This content was published: October 2, 2008. Phone numbers, email addresses, and other information may have changed.
Local newspapers weather the storm
Photos and story by Dana Haynes
An editor of a local weekly newspaper – he’s a friend, and I’m not going to identify him here – called my cell phone yesterday with bad news.
His news staff has shrunk so much, he doubts he’ll assign a reporter to write about the PCC bond measure.
I spent 10 years working for weeklies in the Portland suburbs. Back then and back there, it was an absolute given that each weekly in PCC’s five-county region would write about this bond measure. After all, we’re talking about your money, your property, your kids and, often, you.

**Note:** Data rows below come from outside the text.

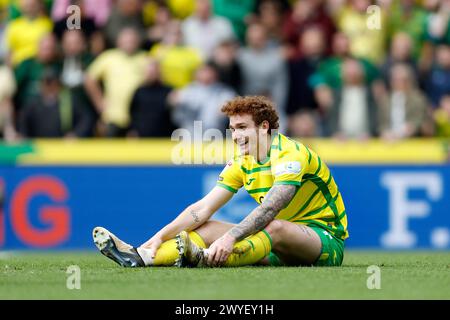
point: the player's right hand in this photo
(153, 245)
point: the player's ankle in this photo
(145, 255)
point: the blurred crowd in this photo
(142, 68)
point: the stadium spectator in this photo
(407, 16)
(438, 23)
(181, 9)
(24, 33)
(53, 114)
(201, 101)
(437, 83)
(402, 112)
(122, 71)
(150, 112)
(126, 13)
(304, 124)
(353, 114)
(367, 43)
(98, 10)
(76, 61)
(306, 14)
(442, 117)
(400, 52)
(224, 60)
(3, 23)
(264, 70)
(160, 26)
(178, 62)
(301, 96)
(15, 8)
(239, 13)
(271, 15)
(204, 31)
(87, 24)
(7, 90)
(328, 77)
(29, 72)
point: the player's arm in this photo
(192, 217)
(276, 199)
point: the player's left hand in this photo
(220, 250)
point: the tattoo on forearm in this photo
(195, 216)
(276, 199)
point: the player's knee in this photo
(274, 228)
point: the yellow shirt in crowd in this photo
(23, 36)
(121, 75)
(178, 64)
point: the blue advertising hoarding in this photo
(49, 207)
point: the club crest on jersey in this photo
(292, 167)
(227, 166)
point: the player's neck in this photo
(263, 149)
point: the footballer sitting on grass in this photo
(300, 220)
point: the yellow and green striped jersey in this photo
(317, 200)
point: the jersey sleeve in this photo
(288, 168)
(231, 177)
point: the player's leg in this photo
(294, 244)
(297, 244)
(169, 252)
(249, 251)
(212, 230)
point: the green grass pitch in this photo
(404, 275)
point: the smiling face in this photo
(247, 135)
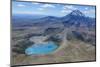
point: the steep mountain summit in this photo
(76, 13)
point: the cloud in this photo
(35, 3)
(65, 11)
(48, 5)
(86, 8)
(89, 11)
(21, 5)
(69, 7)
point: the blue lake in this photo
(44, 48)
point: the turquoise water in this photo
(41, 48)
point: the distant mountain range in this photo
(75, 18)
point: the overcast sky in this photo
(50, 9)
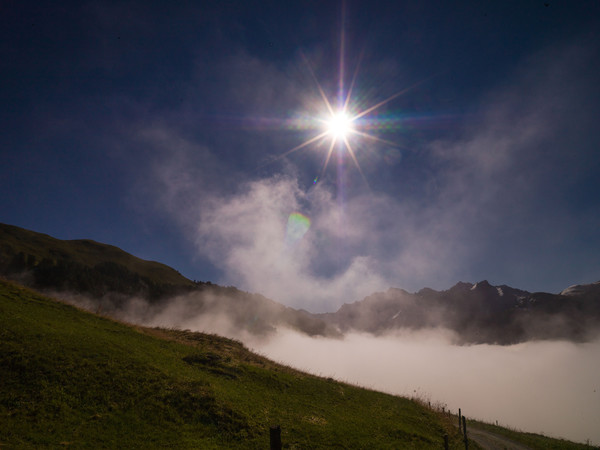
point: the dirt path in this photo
(491, 441)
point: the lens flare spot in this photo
(297, 226)
(339, 125)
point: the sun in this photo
(339, 126)
(345, 123)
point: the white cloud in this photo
(540, 387)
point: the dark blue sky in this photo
(162, 129)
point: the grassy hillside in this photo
(85, 266)
(70, 378)
(38, 247)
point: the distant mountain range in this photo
(104, 278)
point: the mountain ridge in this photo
(103, 277)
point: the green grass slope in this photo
(84, 266)
(38, 247)
(70, 378)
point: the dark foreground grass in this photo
(73, 379)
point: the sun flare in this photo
(339, 125)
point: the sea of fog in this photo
(546, 387)
(551, 388)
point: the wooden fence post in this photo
(275, 437)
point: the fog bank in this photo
(551, 388)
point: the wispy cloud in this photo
(485, 214)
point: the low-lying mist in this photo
(542, 387)
(549, 387)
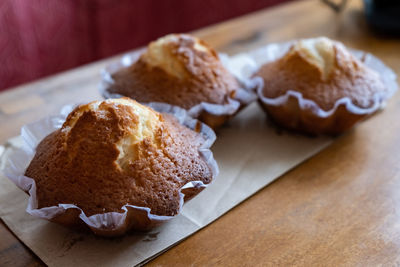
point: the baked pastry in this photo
(184, 71)
(115, 153)
(319, 87)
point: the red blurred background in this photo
(42, 37)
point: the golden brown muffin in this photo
(117, 152)
(327, 88)
(180, 70)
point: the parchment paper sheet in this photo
(250, 155)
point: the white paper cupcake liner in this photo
(244, 95)
(275, 51)
(110, 222)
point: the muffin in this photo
(116, 156)
(184, 71)
(319, 87)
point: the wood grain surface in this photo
(341, 207)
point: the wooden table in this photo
(341, 207)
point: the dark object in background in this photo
(383, 15)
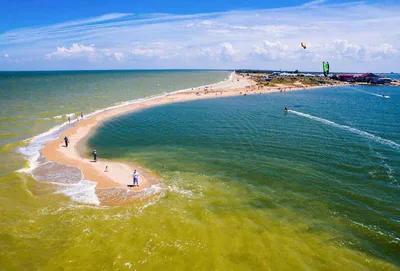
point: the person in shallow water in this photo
(66, 141)
(94, 155)
(135, 176)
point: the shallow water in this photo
(246, 186)
(317, 186)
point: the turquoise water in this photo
(245, 185)
(34, 102)
(332, 163)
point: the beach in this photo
(117, 174)
(227, 181)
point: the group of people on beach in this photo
(135, 174)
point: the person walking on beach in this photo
(66, 141)
(94, 155)
(135, 176)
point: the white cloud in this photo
(75, 49)
(227, 51)
(145, 52)
(271, 50)
(353, 36)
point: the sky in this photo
(362, 36)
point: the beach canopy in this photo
(325, 67)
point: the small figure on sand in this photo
(66, 141)
(94, 155)
(135, 176)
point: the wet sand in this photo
(119, 174)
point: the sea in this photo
(246, 186)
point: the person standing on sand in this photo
(94, 155)
(66, 141)
(135, 176)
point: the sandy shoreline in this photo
(118, 174)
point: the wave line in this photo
(370, 136)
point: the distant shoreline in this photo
(119, 175)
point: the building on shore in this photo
(368, 78)
(346, 77)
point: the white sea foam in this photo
(370, 136)
(371, 93)
(62, 116)
(83, 191)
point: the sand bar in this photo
(118, 174)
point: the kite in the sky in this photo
(325, 66)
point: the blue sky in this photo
(352, 36)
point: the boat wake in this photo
(373, 94)
(370, 136)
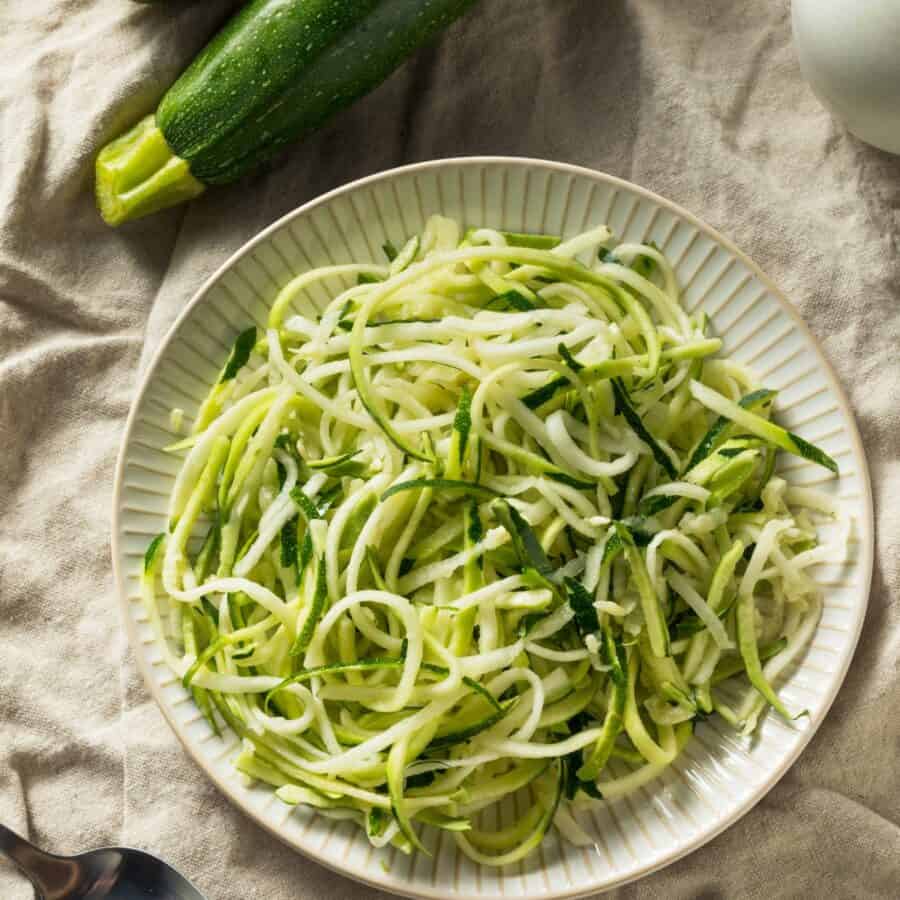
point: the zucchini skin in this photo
(280, 68)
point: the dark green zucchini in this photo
(275, 72)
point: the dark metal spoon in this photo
(112, 873)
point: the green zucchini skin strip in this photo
(746, 634)
(657, 631)
(718, 431)
(768, 431)
(634, 420)
(441, 484)
(525, 543)
(613, 724)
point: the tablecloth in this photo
(700, 101)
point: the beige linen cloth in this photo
(700, 101)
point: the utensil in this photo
(719, 777)
(111, 873)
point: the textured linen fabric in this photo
(702, 102)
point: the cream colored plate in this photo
(720, 776)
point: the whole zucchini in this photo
(276, 71)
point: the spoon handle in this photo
(52, 876)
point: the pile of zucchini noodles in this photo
(480, 521)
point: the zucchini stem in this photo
(138, 174)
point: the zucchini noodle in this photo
(485, 518)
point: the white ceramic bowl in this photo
(719, 776)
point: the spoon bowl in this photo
(109, 873)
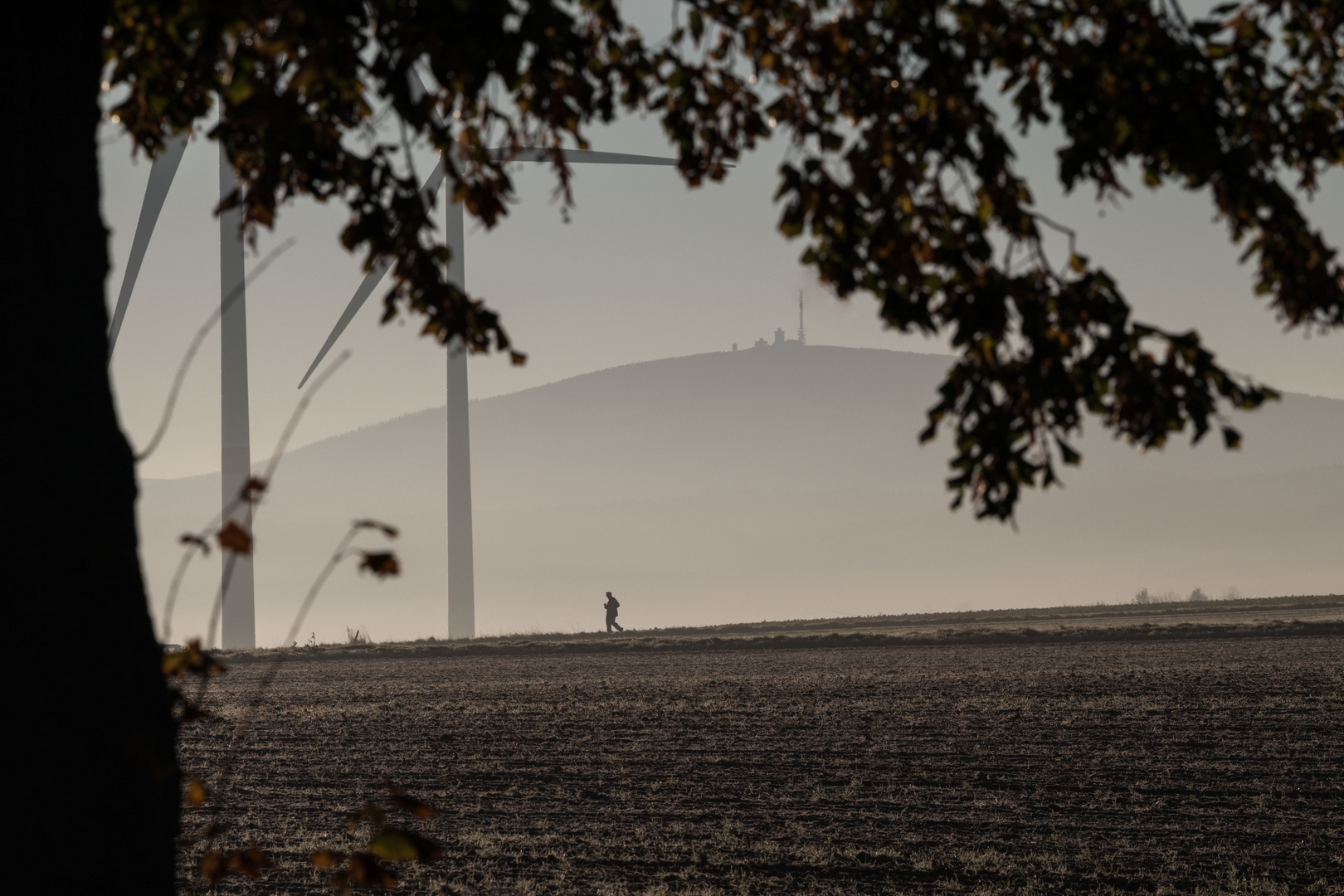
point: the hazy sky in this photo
(645, 269)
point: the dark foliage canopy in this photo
(902, 179)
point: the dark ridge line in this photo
(947, 638)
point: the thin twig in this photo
(244, 496)
(201, 338)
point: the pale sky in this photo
(645, 269)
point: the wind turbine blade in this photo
(160, 179)
(366, 288)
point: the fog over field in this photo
(769, 483)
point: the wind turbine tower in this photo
(461, 581)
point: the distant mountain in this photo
(778, 481)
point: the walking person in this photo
(611, 603)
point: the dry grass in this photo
(1186, 766)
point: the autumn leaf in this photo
(197, 791)
(249, 861)
(398, 845)
(327, 859)
(366, 869)
(234, 538)
(253, 489)
(187, 538)
(212, 867)
(368, 811)
(191, 659)
(381, 563)
(407, 804)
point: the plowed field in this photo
(1202, 766)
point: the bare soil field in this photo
(1196, 766)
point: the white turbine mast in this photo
(461, 579)
(240, 613)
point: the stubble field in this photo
(1175, 767)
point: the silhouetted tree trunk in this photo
(93, 712)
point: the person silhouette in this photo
(611, 603)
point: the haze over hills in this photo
(769, 483)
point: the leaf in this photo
(407, 804)
(212, 867)
(370, 813)
(381, 563)
(327, 859)
(234, 538)
(398, 845)
(253, 489)
(191, 660)
(249, 861)
(197, 791)
(368, 871)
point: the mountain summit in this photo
(777, 481)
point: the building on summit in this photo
(778, 334)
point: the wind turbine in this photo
(461, 579)
(240, 611)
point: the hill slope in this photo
(763, 484)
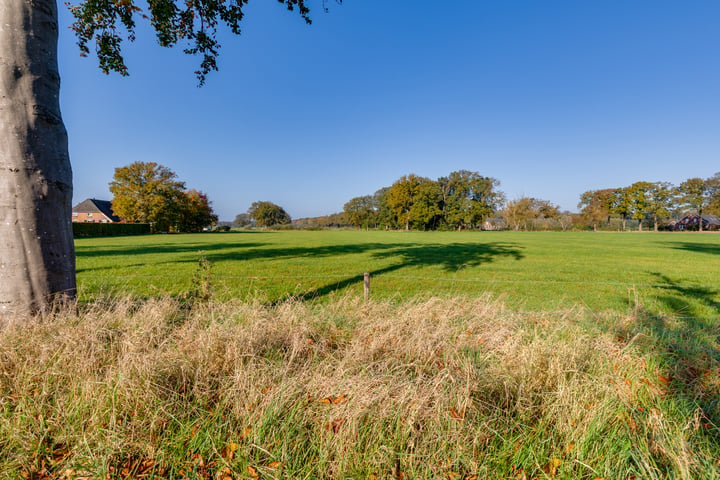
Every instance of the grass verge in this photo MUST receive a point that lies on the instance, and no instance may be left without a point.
(457, 388)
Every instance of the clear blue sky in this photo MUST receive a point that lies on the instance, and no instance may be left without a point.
(551, 97)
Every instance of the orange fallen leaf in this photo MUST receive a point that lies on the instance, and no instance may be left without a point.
(457, 415)
(229, 450)
(335, 425)
(552, 466)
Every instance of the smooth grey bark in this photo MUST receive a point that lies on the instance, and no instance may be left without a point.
(37, 258)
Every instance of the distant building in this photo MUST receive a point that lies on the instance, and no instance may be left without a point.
(94, 211)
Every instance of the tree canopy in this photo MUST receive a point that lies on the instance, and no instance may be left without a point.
(146, 192)
(268, 214)
(192, 23)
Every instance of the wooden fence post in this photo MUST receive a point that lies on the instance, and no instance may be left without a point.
(367, 286)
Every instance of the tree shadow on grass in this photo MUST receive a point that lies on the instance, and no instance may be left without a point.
(696, 247)
(450, 257)
(687, 345)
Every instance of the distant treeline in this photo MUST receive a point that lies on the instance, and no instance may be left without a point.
(465, 200)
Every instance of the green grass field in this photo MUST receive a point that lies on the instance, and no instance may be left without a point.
(659, 272)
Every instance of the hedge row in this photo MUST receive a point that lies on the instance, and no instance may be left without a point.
(109, 229)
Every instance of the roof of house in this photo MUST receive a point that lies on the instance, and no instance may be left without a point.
(708, 219)
(96, 206)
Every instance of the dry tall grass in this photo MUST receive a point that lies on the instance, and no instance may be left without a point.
(440, 388)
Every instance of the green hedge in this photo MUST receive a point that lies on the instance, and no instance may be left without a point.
(109, 229)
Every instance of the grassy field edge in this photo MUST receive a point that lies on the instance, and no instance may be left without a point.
(457, 388)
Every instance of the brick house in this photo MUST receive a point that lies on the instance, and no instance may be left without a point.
(94, 211)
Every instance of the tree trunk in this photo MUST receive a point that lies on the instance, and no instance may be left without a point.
(37, 259)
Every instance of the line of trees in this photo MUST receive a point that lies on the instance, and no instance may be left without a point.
(652, 202)
(461, 200)
(146, 192)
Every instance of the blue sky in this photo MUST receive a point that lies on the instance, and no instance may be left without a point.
(551, 97)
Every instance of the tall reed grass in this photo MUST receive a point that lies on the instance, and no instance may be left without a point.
(436, 388)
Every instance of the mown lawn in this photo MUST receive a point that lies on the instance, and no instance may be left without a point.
(658, 272)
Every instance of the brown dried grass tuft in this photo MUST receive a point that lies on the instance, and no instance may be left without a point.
(426, 389)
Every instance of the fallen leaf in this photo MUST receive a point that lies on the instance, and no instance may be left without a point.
(335, 425)
(552, 466)
(457, 415)
(229, 450)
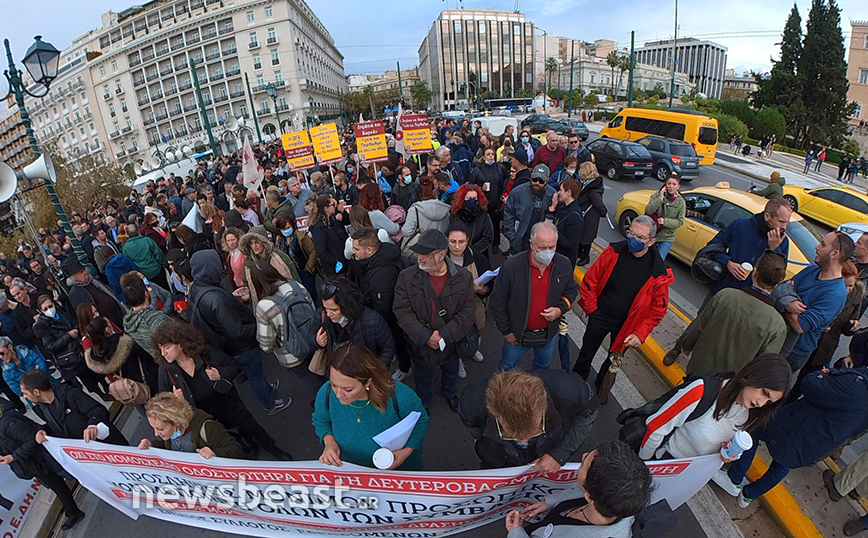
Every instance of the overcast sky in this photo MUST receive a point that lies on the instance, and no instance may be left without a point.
(374, 34)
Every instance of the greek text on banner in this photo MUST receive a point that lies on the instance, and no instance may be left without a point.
(292, 499)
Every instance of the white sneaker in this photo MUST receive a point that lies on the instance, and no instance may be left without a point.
(721, 478)
(401, 375)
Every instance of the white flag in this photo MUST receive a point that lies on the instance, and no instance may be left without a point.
(250, 168)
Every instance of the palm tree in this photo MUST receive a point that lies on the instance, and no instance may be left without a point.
(612, 61)
(551, 66)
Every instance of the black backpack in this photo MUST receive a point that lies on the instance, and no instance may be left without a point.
(633, 421)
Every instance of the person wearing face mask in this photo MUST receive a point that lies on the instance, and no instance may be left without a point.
(470, 208)
(181, 427)
(433, 337)
(625, 294)
(406, 191)
(668, 209)
(344, 319)
(491, 177)
(527, 316)
(526, 205)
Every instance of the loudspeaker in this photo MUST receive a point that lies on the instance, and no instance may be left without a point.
(8, 182)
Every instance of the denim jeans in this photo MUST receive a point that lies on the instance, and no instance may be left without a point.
(542, 356)
(771, 478)
(251, 364)
(423, 376)
(663, 248)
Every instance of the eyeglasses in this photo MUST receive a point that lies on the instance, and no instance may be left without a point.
(631, 233)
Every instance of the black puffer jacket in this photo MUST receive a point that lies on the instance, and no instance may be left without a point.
(224, 320)
(120, 354)
(18, 439)
(376, 277)
(371, 331)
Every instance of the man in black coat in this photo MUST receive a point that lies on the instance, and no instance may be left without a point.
(228, 324)
(533, 290)
(375, 271)
(68, 412)
(521, 418)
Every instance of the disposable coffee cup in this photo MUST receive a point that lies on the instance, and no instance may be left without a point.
(383, 458)
(740, 442)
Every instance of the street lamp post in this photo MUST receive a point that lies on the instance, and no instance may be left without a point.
(41, 62)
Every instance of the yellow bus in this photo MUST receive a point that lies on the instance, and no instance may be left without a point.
(691, 126)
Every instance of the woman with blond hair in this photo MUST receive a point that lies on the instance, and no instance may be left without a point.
(180, 427)
(359, 401)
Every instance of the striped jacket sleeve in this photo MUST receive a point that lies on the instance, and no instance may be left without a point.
(671, 415)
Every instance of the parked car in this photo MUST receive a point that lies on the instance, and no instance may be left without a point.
(617, 158)
(534, 117)
(671, 156)
(832, 206)
(711, 209)
(578, 126)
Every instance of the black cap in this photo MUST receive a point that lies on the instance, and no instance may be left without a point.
(429, 241)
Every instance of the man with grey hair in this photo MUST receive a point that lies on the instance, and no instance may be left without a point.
(527, 316)
(625, 294)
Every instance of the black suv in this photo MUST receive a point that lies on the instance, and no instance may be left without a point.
(671, 156)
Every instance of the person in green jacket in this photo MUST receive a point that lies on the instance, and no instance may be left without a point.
(667, 208)
(738, 324)
(774, 188)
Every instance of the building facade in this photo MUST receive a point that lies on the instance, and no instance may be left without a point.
(857, 72)
(703, 62)
(470, 54)
(136, 72)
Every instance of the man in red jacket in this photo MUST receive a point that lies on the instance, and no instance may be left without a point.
(625, 294)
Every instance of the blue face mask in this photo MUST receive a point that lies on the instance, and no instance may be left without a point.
(634, 245)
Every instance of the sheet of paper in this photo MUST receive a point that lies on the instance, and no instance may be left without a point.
(487, 276)
(395, 438)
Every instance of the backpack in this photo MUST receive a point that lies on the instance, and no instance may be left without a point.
(633, 421)
(298, 313)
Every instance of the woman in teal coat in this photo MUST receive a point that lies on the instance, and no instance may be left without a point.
(359, 401)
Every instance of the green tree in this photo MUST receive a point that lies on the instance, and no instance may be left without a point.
(823, 75)
(769, 121)
(612, 61)
(421, 94)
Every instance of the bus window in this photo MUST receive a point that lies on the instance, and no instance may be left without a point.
(707, 136)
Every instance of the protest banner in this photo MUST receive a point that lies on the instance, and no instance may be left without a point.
(292, 499)
(299, 154)
(371, 141)
(16, 498)
(415, 133)
(326, 144)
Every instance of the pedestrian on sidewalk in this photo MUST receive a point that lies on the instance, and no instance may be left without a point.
(809, 158)
(834, 408)
(821, 157)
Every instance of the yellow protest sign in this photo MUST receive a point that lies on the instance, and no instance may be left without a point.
(325, 143)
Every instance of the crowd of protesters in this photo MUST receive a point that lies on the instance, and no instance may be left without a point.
(376, 276)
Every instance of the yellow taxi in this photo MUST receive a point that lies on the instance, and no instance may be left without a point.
(711, 209)
(833, 206)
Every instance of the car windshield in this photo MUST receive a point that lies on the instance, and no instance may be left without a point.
(805, 235)
(682, 150)
(635, 150)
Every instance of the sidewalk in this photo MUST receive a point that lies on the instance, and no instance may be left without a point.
(800, 504)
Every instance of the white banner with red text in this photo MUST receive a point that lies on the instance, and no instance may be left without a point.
(291, 499)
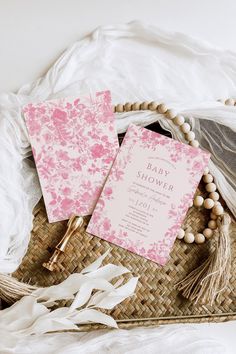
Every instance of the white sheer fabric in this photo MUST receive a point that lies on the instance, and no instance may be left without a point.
(136, 62)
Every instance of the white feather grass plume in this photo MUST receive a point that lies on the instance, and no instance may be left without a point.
(90, 291)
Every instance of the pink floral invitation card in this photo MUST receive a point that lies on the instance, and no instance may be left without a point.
(147, 193)
(74, 143)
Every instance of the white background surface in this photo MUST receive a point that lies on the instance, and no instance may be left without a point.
(33, 33)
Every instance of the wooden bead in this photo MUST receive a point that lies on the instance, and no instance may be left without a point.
(189, 237)
(180, 234)
(162, 108)
(207, 233)
(194, 143)
(179, 120)
(212, 224)
(190, 136)
(119, 108)
(128, 107)
(153, 106)
(208, 178)
(185, 128)
(136, 106)
(208, 203)
(218, 210)
(210, 187)
(213, 216)
(206, 171)
(198, 201)
(199, 238)
(144, 106)
(214, 196)
(230, 102)
(170, 114)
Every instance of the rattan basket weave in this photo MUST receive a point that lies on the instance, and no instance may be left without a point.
(156, 300)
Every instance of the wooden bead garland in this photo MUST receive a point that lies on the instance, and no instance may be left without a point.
(211, 202)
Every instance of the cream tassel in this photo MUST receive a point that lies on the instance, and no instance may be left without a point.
(205, 283)
(12, 290)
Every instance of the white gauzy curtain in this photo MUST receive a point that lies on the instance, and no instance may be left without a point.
(135, 62)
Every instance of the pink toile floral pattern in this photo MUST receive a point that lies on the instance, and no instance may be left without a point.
(194, 160)
(74, 143)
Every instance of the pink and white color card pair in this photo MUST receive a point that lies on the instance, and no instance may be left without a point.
(147, 194)
(74, 143)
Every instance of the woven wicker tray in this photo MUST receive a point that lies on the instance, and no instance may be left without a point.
(156, 300)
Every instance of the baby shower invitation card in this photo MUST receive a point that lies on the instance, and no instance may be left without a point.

Two-thirds of the households in our 1,500-square-mile district have, or have had, a student at PCC. No other entity has nearly that much penetration.
But the American newspaper industry is in a tailspin and my friend the editor has to do triage. For years, the owners and publishers frowned and said, “Well, we’ll just have to do more with less,” as they whittled away at newsrooms.
The truth is: I’ve never known a more efficient organization that the newsroom of a good weekly. Everyone works hard, works smart and multitasks. At the Lake Oswego Review, I was the managing editor, true, but I could take your circulation call, I could help you place a classified ad, and I could change the cloth towels in the men’s room.
With an operation like that, you don’t “do more with less.” You do less with less. I know this guy’s paper. They’re not “down” to a skeleton crew. They never had anything more than a skeleton crew. They’re down to a femur, a clavicle and a couple of metatarsals.
My editor friend sounded grief-stricken when he told me the news. He got into that business to inform people. To let them know what’s going on. To empower them. He sure as heck didn’t get into the high-stress, low-paying world of weeklies to not tell people what’s going on.
Meanwhile, up in Spokane, another friend and a mentor, Steve Smith, resigned as editor in chief of the Spokesman Review yesterday, rather than oversee another round of staff cuts. His resignation saves two lesser-paid people from the ax.
Such is the state of the world. I told my editor friend down here in Oregon that I understand. I told him to hold down the fort and I wished him the best of luck.
And I thought about him all night last night: Working his tail off, demanding excellence from what’s left of staff. And doing less with less.